Rodis examina le vaste souterrain.

— Je pense qu’on pourrait facilement être encerclé ici en cas d’attaque. Allons dans le Sanctuaire des Trois Pas. Il se trouve au deuxième étage.

Les souterrains du second étage semblaient encore plus vastes. On voyait, çà et là, un meuble intact de bois noir ou de fonte poreuse, matériau très utilisé sur la planète à cause du manque de métaux purs. Une très fine poussière recouvrait les objets. Sur les murs soigneusement polis, une épaisse pellicule de verre ordinaire protégeait des fresques peintes sur un fond noir éclatant aux couleurs favorites de Tormans : vermeil et jaune canari. La combinaison de ces deux couleurs rendait les dessins plus vulgaires, mais leur donnait en même temps une sauvagerie d’une force primitive. Rodis, ralentissant involontairement le pas, examina avec admiration les œuvres des anciens peintres de Ian-Iah. Tael et Gahden n’accordèrent aucune attention aux fresques murales.

D’après ce que Rodis put en juger, les fresques exprimaient la marche inéluctable de l’homme vers la mort suivant le cours inexorable du temps.

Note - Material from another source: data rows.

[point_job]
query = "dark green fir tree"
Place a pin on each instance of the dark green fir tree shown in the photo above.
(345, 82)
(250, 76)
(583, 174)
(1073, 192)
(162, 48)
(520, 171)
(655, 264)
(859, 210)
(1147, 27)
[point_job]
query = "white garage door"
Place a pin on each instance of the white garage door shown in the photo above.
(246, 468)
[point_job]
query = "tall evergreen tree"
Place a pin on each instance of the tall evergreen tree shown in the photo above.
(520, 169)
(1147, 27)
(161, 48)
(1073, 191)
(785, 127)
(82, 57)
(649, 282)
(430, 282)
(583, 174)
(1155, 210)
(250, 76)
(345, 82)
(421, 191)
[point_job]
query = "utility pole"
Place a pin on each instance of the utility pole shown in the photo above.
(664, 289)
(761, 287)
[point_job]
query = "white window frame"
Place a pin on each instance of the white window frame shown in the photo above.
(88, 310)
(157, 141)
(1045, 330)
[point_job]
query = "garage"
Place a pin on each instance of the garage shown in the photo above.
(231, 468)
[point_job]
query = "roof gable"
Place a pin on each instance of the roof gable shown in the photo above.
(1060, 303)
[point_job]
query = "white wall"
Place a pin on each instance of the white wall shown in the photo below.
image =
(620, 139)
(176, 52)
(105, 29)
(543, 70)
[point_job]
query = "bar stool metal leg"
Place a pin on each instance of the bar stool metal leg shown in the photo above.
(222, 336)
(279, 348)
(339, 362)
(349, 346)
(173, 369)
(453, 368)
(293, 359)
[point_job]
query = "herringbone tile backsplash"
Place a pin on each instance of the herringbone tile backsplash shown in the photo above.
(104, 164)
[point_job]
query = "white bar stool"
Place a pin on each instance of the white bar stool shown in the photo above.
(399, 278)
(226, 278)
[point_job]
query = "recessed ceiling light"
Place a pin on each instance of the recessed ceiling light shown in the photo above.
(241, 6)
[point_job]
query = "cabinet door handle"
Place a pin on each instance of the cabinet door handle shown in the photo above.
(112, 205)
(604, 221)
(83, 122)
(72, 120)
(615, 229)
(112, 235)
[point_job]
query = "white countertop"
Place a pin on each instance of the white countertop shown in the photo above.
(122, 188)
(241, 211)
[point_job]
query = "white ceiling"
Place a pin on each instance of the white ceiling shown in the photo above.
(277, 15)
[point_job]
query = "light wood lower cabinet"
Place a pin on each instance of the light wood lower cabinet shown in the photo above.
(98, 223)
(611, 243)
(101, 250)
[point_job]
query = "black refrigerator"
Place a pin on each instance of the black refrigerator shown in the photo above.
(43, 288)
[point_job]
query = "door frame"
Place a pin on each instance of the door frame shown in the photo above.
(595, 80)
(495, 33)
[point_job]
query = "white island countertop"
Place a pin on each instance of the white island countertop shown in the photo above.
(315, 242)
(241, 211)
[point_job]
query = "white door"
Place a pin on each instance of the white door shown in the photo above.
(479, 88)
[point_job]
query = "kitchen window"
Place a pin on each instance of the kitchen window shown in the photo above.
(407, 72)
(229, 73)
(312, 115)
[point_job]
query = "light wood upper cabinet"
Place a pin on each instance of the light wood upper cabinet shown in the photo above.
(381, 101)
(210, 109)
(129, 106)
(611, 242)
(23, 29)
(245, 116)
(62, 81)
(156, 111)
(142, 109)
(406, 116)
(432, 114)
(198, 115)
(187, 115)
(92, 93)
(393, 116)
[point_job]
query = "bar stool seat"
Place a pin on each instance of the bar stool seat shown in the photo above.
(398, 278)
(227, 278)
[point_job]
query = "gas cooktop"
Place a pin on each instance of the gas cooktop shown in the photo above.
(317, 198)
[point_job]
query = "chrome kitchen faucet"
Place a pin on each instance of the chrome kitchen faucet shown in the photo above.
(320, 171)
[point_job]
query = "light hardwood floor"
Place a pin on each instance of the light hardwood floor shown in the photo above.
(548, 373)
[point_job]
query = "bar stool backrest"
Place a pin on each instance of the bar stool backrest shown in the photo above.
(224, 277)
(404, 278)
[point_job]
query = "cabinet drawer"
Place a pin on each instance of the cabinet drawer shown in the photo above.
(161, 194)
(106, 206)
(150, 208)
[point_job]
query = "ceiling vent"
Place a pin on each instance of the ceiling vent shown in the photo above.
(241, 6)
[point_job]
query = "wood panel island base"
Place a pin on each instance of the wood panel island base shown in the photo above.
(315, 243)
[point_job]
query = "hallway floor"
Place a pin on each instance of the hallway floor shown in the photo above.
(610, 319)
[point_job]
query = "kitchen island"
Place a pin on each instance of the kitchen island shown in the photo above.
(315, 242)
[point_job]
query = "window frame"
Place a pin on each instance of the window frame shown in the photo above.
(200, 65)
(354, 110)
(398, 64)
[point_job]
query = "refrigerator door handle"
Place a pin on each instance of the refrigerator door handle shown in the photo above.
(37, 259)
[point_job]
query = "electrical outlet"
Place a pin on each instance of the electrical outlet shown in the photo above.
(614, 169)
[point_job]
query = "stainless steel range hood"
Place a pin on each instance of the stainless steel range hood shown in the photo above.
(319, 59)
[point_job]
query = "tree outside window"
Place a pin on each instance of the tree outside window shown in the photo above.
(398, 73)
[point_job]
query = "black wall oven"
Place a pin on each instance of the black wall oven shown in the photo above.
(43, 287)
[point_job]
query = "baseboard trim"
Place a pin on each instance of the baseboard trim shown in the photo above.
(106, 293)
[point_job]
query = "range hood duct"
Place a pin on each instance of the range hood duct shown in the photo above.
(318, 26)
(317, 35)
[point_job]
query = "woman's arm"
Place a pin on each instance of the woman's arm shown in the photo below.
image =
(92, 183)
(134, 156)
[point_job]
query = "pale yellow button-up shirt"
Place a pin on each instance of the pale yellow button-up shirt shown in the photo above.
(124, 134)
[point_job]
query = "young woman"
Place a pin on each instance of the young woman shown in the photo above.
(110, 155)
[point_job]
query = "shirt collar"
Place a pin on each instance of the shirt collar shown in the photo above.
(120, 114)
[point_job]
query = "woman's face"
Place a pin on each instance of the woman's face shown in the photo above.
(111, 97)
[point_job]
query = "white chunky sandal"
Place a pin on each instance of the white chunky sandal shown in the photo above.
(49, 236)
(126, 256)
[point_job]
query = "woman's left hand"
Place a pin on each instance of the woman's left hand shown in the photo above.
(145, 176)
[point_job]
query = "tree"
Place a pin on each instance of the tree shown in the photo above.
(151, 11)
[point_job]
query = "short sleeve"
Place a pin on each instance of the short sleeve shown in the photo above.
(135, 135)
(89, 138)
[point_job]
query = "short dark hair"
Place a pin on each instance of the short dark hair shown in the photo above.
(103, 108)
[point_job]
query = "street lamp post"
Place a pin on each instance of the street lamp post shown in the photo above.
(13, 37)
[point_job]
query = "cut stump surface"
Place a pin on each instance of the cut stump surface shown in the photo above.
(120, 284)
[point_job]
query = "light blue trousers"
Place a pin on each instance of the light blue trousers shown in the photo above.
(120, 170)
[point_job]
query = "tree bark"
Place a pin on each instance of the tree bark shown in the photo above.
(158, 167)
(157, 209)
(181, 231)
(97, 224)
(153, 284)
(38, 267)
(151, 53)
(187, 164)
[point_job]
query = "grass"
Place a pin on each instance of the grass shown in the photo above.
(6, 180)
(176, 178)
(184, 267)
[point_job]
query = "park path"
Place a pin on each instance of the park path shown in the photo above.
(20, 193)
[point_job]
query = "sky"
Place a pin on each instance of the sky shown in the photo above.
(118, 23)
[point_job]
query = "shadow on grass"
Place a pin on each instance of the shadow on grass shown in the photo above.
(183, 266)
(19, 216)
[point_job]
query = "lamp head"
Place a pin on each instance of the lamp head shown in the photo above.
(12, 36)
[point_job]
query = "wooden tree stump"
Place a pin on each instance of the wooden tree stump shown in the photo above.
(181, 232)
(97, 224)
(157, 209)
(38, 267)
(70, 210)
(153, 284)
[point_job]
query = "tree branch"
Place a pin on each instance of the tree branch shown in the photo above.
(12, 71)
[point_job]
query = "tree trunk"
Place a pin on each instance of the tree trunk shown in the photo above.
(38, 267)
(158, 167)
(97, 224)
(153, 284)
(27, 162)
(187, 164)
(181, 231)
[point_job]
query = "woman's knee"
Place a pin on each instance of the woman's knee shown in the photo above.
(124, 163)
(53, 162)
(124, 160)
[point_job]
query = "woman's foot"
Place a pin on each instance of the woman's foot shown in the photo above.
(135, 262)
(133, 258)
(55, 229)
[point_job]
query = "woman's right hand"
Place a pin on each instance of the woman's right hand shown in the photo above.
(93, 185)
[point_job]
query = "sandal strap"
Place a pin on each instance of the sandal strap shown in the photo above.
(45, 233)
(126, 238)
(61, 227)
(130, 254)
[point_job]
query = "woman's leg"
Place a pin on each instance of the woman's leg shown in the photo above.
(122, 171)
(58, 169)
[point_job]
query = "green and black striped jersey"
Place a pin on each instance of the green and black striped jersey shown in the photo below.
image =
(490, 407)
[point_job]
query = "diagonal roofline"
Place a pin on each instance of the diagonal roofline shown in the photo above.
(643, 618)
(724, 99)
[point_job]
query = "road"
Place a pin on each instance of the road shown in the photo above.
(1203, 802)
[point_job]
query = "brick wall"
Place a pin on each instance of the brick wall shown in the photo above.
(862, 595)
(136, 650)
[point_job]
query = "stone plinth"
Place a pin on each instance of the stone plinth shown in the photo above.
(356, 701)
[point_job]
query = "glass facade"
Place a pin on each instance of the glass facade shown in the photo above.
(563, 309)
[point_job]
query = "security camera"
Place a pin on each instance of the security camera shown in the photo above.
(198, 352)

Sur la partie droite de la galerie, le sentiment de la vie se développait lentement, passait des jeux insouciants de l’enfance à l’expérience adulte et s’éteignait au moment de la vieillesse dans une explosion de désespoir lorsqu’il s’agissait d’emprunter le ravin abrupt menant à la mort, symbolisé par une ligne verticale qui coupait tout ce qui l’approchait. Au-delà de cette frontière, il n’y avait que du noir. Sur ce même fond noir, près de la ligne de coupure, s’entassait un groupe de personnes dessinées d’une façon particulièrement suggestive. Ces gens, déformés par l’âge et la maladie, s’appuyaient, serrés, sur des corps entassés, mais dès que quelqu’un effleurait la ligne fatidique, les têtes, les mains, les corps disparaissaient dans les ténèbres comme tranchés d’un coup…

Sur la partie gauche de ce même mur noir, il n’y avait pas de fresques, mais des bas-reliefs, immergés dans une matière vitreuse qui leur donnait un réalisme extraordinaire. Ici, les peintres avaient représenté le passage abrupt de l’adolescence pensive à la jeunesse livrée à ses instincts sexuels, comme si le monde entier se ramenait à une rythmique de jeunes corps dansant avec un érotisme effréné.